When it comes to abnormal chewing behavior, it usually comes down to one of two root causes: an injury or infection is causing the cat to pick at her paw, or the cat is suffering from anxiety.

“Like many of the people who compulsively chew their nails, excessive nail chewing behaviors in cats are often related to anxiety,” Dodman says. Anxiety in cats can have many different causes, such as animals in the house, a dislike of being alone, and challenges in the cat’s environment. “This could even be something as simple as a squirrel that likes to sit outside your window and taunt your cat,” Dodman says. “The cat becomes frustrated because he can’t do anything about it.”

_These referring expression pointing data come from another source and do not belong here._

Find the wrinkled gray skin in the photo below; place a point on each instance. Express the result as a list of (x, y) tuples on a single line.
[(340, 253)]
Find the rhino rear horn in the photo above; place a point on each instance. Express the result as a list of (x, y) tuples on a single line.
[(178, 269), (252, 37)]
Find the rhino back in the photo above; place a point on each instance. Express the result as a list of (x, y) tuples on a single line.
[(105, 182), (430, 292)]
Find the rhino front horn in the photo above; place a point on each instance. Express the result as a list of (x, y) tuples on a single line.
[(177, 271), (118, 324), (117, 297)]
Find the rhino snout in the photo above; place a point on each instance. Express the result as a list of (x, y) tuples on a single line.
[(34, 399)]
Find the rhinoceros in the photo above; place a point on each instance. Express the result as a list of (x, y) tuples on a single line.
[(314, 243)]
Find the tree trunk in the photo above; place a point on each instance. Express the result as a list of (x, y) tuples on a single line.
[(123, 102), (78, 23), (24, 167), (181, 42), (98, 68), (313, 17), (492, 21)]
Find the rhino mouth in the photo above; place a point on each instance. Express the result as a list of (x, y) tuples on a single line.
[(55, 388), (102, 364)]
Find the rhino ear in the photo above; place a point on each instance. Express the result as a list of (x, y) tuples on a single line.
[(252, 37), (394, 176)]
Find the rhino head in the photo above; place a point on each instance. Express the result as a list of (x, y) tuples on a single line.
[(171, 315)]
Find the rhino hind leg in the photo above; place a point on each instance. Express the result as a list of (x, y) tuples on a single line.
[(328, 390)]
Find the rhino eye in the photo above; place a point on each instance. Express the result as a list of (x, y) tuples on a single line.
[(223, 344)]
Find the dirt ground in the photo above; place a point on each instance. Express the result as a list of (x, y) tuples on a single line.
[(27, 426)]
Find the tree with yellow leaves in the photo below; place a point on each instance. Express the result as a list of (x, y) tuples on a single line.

To help lessen anxiety, he recommends that owners ensure that their cats have a reliable routine and are getting enough exercise. If these steps fail to improve a cat’s anxiety, owners can also try mood-stabilizing medications. “It may take a couple of months before you start to see improvement with medication, but it should help even out the cat’s anxiety and help him feel more calm,” Dodman explains.

Then there are infections and injuries. Bacterial or yeast infections may cause a cat to pick at his paws, and, by extension, his nails. These infections can be difficult to prevent, especially in animals who are genetically prone to them. “Some cats, like Persians, are just genetically predisposed to skin problems,” Siracusa notes. Infections can also be the result of contact with chemicals that have an irritating affect on the paws. “Those little soft pads are exposed to a lot,” he says. Additionally, if an owner cuts a cat’s nails too short, it may lead to infections because the blood vessels in the claws are no longer protected.

Know Your Cat

In and of itself, nail chewing in cats is not a cause for concern. If it is accompanied by an injury, or starts becoming much more frequent, then it’s time to take your cat to the vet. “You have to know your cat,” Dodman says. “When a new behavior manifests—especially an obsessive one—it is always a good idea to go to the vet for a checkup.”